Investing in companies with low financial strength could result in permanent capital loss. Therefore, it's essential to review a company's financial strength before buying shares. Looking at the cash-to-debt ratio and interest coverage can provide a good initial perspective. Ingevity has a cash-to-debt ratio of 0.04, ranking worse than 94.34% of 1502 companies in the Chemicals industry. Based on this, GuruFocus ranks Ingevity's financial strength as 4 out of 10, suggesting a poor balance sheet.

Unveiling Ingevity (NGVT)'s Value: Is It Really Priced Right? A Comprehensive Guide
Unveiling Ingevity (NGVT)'s Value: Is It Really Priced Right? A Comprehensive Guide

Profitability and Growth

Investing in profitable companies carries less risk, especially in companies that have demonstrated consistent profitability over the long term. A company with high profit margins typically offers better performance potential than a company with low profit margins. Ingevity has been profitable for 10 years over the past 10 years. During the past 12 months, the company had revenues of $1.70 billion and Earnings Per Share (EPS) of $4.71. Its operating margin of 18.57% is better than 88.3% of 1521 companies in the Chemicals industry. GuruFocus ranks Ingevity's profitability as strong.

Growth is one of the most important factors in the valuation of a company. If a company's business is growing, it usually creates value for its shareholders, especially if the growth is profitable. Ingevity's 3-year average revenue growth rate is better than 58.7% of 1448 companies in the Chemicals industry. However, its 3-year average EBITDA growth rate is 9.4%, ranking worse than 51.23% of 1337 companies in the Chemicals industry.

ROIC vs WACC

Another way to evaluate a company's profitability is to compare its return on invested capital (ROIC) to its weighted cost of capital (WACC).
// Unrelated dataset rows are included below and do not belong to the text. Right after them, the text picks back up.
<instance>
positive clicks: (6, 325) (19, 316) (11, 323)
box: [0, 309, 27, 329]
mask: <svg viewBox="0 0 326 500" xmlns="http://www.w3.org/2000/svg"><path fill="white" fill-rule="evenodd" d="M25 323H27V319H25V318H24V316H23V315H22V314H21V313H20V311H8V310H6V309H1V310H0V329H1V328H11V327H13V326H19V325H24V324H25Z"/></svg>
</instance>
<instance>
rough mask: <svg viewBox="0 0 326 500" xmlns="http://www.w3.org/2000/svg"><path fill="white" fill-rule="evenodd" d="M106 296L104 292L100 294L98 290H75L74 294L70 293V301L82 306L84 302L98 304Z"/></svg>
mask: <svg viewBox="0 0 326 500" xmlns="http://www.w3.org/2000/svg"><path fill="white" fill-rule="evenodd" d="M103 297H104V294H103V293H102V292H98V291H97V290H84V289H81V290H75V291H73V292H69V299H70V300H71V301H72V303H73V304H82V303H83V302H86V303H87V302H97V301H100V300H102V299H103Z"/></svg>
Return on invested capital (ROIC) measures how well a company generates cash flow relative to the capital it has invested in its business. The weighted average cost of capital (WACC) is the rate that a company is expected to pay on average to all its security holders to finance its assets. If the ROIC is higher than the WACC, it indicates that the company is creating value for shareholders. Over the past 12 months, Ingevity's ROIC was 11.19, while its WACC came in at 8.58.
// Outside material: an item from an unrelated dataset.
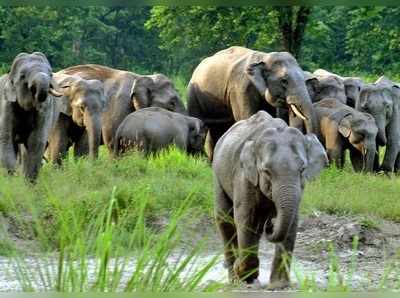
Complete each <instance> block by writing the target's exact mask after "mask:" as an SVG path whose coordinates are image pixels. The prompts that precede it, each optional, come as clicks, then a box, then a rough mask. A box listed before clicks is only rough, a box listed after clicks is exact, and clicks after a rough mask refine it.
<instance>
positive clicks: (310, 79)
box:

Unveiling Ingevity (NGVT)'s Value: Is It Really Priced Right? A Comprehensive Guide
Unveiling Ingevity (NGVT)'s Value: Is It Really Priced Right? A Comprehensive Guide

Conclusion

In conclusion, the stock of Ingevity (NYSE:NGVT) is significantly undervalued. The company's financial condition is poor, but its profitability is strong. Its growth ranks worse than 51.23% of 1337 companies in the Chemicals industry. To learn more about Ingevity stock, you can check out its 30-Year Financials here.

To find out the high-quality companies that may deliver above-average returns, please check out the GuruFocus High Quality Low Capex Screener.

This article first appeared on GuruFocus.